What this form is used for
Filed to record any alteration to the share capital — including increase of authorised share capital, subdivision, consolidation, conversion of shares into stock, and cancellation of unissued capital. Capital filings tend to follow share issuances, changes in structure, or the company’s first post-incorporation steps. They matter because cap table accuracy affects everything else downstream. The purpose is usually either annual disclosure, a one-off event filing, or a statutory update tied to corporate records or regulatory reporting.
FAQ and compliance context
Who usually files SH-7?
Companies passing a shareholders' resolution under Section 61 to alter share capital — most commonly to increase authorised capital before a new funding round.
What is the deadline for SH-7?
Within 30 days of passing the ordinary or special resolution under Section 61.
What happens if SH-7 is filed late?
₹100/day. Late SH-7 delays the ability to make fresh allotments above the authorised capital.
Can the filing be tracked after submission?

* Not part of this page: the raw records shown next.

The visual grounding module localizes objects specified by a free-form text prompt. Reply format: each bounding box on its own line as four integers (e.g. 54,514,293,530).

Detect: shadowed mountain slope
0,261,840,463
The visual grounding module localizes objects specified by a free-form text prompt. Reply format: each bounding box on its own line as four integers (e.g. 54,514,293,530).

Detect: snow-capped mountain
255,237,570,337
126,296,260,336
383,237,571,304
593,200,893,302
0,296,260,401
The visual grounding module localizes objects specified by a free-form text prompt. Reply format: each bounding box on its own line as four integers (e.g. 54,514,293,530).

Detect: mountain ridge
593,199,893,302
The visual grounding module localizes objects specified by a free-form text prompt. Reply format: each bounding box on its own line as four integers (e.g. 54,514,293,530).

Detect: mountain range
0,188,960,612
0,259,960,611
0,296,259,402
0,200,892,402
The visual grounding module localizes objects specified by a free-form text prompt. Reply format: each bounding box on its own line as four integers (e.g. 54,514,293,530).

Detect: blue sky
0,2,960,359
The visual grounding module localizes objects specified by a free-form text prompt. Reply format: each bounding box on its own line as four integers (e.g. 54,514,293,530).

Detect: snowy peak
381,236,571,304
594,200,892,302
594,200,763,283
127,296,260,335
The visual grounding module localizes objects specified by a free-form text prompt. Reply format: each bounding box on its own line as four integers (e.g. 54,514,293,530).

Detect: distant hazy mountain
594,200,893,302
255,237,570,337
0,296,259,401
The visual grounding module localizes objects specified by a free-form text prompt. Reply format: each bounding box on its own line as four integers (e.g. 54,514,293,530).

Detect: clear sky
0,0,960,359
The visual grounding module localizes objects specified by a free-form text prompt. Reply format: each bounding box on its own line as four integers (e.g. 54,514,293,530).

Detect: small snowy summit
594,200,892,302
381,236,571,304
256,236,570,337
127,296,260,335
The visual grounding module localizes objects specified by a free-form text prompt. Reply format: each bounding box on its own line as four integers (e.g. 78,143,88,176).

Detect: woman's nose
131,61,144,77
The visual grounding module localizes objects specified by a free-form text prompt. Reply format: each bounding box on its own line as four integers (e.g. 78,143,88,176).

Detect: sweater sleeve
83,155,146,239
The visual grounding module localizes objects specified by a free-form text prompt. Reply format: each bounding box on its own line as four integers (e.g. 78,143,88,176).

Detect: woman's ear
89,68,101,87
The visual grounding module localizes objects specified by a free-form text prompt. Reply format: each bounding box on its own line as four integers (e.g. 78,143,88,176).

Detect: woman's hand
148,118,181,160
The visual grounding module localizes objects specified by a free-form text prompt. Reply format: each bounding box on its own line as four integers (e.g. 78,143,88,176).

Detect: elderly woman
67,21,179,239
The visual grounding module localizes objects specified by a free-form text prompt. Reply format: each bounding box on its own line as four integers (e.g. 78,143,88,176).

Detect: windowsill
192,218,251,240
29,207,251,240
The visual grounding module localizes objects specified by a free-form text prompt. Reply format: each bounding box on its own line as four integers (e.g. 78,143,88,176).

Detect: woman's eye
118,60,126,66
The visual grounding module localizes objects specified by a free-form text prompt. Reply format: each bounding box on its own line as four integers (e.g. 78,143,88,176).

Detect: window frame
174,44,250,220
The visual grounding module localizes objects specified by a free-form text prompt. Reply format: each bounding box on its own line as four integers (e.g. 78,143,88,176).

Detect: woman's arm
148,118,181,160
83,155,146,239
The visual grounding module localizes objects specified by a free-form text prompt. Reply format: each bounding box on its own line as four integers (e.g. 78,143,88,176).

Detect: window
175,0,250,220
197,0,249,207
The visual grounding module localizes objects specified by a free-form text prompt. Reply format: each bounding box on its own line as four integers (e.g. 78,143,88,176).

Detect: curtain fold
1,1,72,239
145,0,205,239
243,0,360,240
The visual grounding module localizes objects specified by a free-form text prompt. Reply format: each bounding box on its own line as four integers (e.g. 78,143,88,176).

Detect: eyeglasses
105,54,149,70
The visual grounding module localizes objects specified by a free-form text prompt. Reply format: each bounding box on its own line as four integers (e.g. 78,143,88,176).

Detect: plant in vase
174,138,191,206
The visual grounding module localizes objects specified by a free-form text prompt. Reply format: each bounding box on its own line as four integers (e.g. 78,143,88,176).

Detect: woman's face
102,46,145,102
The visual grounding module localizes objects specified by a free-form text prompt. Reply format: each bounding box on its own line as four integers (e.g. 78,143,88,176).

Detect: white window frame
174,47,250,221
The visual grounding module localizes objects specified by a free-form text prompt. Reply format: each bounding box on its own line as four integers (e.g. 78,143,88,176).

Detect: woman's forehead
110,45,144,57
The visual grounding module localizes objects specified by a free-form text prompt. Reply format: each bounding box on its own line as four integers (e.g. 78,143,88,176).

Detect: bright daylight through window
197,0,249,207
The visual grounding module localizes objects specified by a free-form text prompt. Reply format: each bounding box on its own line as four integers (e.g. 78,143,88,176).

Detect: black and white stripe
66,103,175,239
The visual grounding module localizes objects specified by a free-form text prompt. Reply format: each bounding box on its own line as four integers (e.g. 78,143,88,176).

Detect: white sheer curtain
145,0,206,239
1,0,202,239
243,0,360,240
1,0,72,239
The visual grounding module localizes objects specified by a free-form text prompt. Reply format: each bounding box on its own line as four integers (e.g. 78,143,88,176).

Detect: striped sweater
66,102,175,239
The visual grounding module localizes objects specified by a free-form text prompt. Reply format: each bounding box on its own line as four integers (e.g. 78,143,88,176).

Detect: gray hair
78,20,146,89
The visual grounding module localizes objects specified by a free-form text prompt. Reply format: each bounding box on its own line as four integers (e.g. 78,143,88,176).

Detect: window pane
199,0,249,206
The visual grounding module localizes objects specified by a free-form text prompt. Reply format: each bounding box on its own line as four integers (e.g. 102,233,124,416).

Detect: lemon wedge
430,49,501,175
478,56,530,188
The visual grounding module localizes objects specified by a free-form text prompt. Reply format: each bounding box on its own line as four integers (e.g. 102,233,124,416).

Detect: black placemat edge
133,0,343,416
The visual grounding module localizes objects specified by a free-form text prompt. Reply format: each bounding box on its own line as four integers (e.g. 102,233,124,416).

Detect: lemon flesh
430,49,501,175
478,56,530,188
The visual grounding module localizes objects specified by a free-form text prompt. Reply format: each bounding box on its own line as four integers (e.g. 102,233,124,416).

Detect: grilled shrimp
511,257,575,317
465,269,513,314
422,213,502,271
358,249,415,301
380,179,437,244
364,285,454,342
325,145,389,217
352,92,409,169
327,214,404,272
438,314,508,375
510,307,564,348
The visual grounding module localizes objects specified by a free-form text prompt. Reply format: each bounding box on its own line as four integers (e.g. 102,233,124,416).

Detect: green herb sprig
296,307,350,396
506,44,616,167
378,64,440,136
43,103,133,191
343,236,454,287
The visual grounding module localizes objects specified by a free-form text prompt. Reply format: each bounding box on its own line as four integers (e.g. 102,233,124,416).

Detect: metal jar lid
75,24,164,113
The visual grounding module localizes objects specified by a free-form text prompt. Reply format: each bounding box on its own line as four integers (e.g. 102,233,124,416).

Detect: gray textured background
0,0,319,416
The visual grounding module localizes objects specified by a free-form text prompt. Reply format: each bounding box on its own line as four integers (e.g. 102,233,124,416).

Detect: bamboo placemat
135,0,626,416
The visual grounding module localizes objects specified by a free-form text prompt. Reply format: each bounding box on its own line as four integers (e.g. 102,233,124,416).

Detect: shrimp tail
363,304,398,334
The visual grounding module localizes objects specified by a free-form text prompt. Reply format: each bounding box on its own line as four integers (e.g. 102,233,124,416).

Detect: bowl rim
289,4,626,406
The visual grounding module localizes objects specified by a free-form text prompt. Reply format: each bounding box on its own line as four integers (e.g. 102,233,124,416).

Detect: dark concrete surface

Yes. Keep the SRN, acknowledgement, and final uploaded PDF in your records for audit and ROC follow-up.
Is SH-7 a one-time or recurring filing?
This is a recurring filing — it must be filed every year (or every half-year / quarter, as specified) as long as the company remains in existence and meets the applicability criteria.
Which law or rule requires SH-7?
Section 61, Companies Act 2013; Rule 15, Companies (Share Capital and Debentures) Rules 2014
Why this one matters
Open this guide whenever the shareholding stack changes, because fixing capital records later is slower and more expensive.